Frei Jaime: Os labirintos existenciais

É a fragilidade que chega e rouba a lucidez

Frei Jaime Bettega
Frei Jaime Bettega

jaime@ofmcaprs.org.br

A história de cada um tem incontáveis acertos e também alguns erros. As limitações se apresentam, assim como as qualidades brilham. Em alguns momentos, uma palavra, uma atitude, uma omissão: de muitas formas é possível errar. 

"Quem não se arrepende de nada, das duas uma: ou não tem senso crítico ou não viveu." (Paulo Coelho). 

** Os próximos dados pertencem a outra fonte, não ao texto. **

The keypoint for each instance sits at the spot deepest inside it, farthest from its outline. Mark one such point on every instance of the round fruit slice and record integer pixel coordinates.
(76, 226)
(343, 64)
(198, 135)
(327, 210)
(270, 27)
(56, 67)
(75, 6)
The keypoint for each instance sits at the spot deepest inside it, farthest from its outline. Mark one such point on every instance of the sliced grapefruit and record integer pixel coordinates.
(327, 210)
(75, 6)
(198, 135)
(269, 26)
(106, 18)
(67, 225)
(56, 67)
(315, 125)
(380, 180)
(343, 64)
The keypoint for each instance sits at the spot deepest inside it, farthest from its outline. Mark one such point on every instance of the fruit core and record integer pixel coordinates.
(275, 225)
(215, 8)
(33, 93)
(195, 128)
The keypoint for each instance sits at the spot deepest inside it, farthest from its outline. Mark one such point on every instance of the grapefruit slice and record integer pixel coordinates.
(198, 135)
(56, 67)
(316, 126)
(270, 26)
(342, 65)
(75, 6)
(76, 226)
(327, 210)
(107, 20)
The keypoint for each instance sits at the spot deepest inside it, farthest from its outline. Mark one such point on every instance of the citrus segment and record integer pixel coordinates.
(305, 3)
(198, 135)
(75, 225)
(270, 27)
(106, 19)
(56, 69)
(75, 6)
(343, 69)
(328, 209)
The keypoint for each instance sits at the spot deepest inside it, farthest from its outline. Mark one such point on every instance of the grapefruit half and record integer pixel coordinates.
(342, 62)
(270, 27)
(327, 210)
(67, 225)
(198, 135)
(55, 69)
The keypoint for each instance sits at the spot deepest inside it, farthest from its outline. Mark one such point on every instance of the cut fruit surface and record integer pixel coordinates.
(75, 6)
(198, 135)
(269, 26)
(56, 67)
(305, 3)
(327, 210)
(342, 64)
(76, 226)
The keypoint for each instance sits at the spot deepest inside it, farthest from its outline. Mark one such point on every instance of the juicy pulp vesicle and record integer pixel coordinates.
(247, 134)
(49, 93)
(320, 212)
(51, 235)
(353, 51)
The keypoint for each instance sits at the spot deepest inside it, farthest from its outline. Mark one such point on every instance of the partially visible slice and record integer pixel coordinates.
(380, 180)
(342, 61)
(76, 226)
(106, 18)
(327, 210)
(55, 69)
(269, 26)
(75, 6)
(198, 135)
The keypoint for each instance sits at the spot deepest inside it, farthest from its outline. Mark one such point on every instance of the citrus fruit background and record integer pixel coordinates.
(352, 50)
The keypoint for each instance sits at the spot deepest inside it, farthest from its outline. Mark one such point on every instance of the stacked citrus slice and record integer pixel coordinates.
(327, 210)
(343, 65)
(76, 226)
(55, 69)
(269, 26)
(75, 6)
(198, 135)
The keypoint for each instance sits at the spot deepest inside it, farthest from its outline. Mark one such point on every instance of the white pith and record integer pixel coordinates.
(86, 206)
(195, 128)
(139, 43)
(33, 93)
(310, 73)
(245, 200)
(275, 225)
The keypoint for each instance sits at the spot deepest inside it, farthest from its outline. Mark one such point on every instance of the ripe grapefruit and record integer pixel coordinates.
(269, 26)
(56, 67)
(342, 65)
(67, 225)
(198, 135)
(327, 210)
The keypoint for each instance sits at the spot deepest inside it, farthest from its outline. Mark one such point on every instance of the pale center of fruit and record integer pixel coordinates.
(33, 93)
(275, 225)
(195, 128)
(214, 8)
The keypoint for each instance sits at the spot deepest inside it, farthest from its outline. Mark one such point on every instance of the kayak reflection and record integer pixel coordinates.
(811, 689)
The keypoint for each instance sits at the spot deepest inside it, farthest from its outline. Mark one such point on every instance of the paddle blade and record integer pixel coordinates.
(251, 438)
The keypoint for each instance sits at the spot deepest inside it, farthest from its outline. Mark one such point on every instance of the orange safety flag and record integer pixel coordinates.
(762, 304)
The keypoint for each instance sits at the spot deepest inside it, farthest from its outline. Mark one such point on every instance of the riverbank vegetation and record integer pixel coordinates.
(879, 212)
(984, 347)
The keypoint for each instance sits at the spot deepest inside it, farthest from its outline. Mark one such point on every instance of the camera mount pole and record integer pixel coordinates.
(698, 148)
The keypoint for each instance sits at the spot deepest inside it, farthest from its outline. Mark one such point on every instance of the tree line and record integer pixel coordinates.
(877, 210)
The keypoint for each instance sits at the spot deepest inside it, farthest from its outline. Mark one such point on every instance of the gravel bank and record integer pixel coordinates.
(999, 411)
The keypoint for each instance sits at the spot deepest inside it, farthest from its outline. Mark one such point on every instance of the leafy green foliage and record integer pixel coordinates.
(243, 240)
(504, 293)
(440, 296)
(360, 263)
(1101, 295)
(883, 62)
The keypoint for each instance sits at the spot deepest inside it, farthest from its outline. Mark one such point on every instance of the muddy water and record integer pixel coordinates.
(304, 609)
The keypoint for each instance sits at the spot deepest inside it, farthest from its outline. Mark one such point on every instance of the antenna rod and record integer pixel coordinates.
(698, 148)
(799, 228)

É a fragilidade que chega e rouba a lucidez. Como é importante estar sempre atento e mensurar as possíveis consequências das decisões e ações. O arrependimento é a tomada de consciência diante do que foi feito e não resultou no esperado. 

Ainda bem que, na grande maioria, ainda há lacunas para o arrependimento. A consciência é capaz de abrir espaços vitais para uma adequada avaliação. 

Quem se arrepende é porque tem humildade e deseja praticar o melhor. O sentimento provocado pelo arrependimento não é confortável; em alguns momentos até desautoriza a alegria, afasta a paz interior. Impossível passar por esse mundo sem se arrepender de alguma coisa. O senso crítico, bem formado, vasculha todos os labirintos existenciais e mostra as sombras advindas de ações não pensadas. É importante ter equilíbrio na autocritica. 

Perdoar-se é o passo seguinte, depois do arrependimento. Algumas coisas podem ser restauradas, outras não. Mas a vida deve seguir adiante, apesar dos tropeços. Tirar uma lição de cada ação mal sucedida é sinal de maturidade e de amor próprio. O arrependimento pode abrir a mente e o coração para outras oportunidades, sensível aprendizado, notável crescimento.  

Arrepender-se é uma necessidade, um termômetro de qualidade de vida.